682 médicos de família podem reformar-se este ano
As vagas abertas (432) já não eram suficientes para cobrir as carências de médicos de família, ou seja, se fossem todas ocupadas só resolveriam 65% do problema atual. Mas, além de todas as que vão ficar por ocupar, a situação tende a agravar-se porque este ano "entram em idade de potencial reforma mais 682 médicos de família".
Para André Rosa Biscaia, os problemas começaram há muitos anos, quando se criaram quotas para a criação de USF de modelo A e B. O travão retirou perspetivas de futuro e os médicos começaram a procurar alternativas fora do SNS.
"Rude golpe" na especialidade
E o pior está para vir, assegura.
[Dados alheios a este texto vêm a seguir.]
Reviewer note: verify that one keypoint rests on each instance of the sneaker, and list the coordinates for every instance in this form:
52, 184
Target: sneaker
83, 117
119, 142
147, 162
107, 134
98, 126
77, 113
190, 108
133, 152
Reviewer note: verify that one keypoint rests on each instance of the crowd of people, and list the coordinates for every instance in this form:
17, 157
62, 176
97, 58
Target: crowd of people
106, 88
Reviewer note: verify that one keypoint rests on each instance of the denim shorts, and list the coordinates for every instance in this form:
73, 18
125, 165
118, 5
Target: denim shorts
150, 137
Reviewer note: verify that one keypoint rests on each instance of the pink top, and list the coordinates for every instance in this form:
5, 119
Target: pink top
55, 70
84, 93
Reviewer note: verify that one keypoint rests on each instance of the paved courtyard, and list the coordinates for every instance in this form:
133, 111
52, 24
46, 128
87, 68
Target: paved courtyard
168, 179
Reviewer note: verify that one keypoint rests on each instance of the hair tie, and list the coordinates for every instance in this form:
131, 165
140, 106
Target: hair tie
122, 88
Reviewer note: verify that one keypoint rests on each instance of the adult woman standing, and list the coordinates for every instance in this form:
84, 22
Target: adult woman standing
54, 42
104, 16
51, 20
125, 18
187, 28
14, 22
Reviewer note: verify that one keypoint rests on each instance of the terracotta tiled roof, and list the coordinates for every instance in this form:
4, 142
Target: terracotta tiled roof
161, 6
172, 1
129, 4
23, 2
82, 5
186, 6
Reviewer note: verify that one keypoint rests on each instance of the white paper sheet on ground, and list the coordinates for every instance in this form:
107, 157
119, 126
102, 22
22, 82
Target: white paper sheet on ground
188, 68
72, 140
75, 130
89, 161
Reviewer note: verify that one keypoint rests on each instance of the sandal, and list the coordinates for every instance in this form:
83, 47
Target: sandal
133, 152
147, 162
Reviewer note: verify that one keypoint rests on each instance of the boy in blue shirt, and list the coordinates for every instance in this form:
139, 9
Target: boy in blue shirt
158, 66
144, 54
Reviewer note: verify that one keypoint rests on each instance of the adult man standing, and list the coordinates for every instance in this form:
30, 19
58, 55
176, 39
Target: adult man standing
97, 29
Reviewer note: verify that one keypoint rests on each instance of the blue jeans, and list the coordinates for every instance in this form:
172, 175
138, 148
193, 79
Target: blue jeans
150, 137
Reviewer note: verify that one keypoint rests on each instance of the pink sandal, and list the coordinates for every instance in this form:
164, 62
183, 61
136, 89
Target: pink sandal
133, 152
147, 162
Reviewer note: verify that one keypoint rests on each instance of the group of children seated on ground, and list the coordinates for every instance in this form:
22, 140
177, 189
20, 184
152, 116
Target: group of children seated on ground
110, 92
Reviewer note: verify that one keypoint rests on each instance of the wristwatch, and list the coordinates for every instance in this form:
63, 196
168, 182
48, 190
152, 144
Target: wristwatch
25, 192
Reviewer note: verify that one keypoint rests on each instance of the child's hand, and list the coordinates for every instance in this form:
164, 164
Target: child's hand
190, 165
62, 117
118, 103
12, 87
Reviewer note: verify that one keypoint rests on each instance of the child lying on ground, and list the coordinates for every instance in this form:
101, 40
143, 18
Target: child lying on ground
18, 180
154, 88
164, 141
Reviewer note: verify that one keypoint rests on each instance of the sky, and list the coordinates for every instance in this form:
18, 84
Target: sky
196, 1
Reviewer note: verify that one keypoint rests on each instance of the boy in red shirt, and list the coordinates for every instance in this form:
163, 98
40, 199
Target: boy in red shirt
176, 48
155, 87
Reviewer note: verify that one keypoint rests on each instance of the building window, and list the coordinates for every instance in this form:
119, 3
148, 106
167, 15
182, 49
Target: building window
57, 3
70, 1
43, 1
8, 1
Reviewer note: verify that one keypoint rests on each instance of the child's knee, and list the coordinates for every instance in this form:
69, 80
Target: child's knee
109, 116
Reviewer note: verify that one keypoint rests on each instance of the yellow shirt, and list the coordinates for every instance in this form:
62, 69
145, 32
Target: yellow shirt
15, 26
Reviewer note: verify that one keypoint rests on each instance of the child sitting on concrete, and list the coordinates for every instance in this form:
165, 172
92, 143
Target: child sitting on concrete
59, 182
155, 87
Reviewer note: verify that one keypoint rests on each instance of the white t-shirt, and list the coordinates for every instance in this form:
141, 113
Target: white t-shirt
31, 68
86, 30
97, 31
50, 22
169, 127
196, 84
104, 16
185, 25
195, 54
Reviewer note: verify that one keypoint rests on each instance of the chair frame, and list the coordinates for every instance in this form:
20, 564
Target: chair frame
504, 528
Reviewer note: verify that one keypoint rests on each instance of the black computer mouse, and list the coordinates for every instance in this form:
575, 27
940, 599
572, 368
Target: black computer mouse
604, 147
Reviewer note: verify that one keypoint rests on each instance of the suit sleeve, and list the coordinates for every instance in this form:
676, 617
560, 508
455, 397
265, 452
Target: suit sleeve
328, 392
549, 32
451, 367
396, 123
A decisão do Governo de contratar médicos sem especialidade para fazerem o trabalho de médicos de família "é a última pedra". "Vão pagar mais 30% a quem não tem especialidade", frisa o médico, classificando a medida como "um rude golpe no esforço colocado na diferenciação dos médicos de família já formados e naqueles que estão agora a fazer a especialidade".
De resto, acrescenta André Biscaia, a decisão terá impacto na saúde dos portugueses e na Economia porque um médico sem a especialidade "cometerá mais erros e será menos eficiente na prescrição de medicamentos ou meios complementares de diagnóstico e na referenciação para os cuidados hospitalares ou serviço de urgência".
Para o presidente da USF-AN, os incentivos para atrair médicos de família "funcionam, mas não chegam". De acordo com a Lei do Orçamento do Estado 2022, os especialistas que aceitarem ocupar vagas em centros de saúde com uma taxa de cobertura de médico de família inferior à média nacional recebem mais 60% da remuneração base.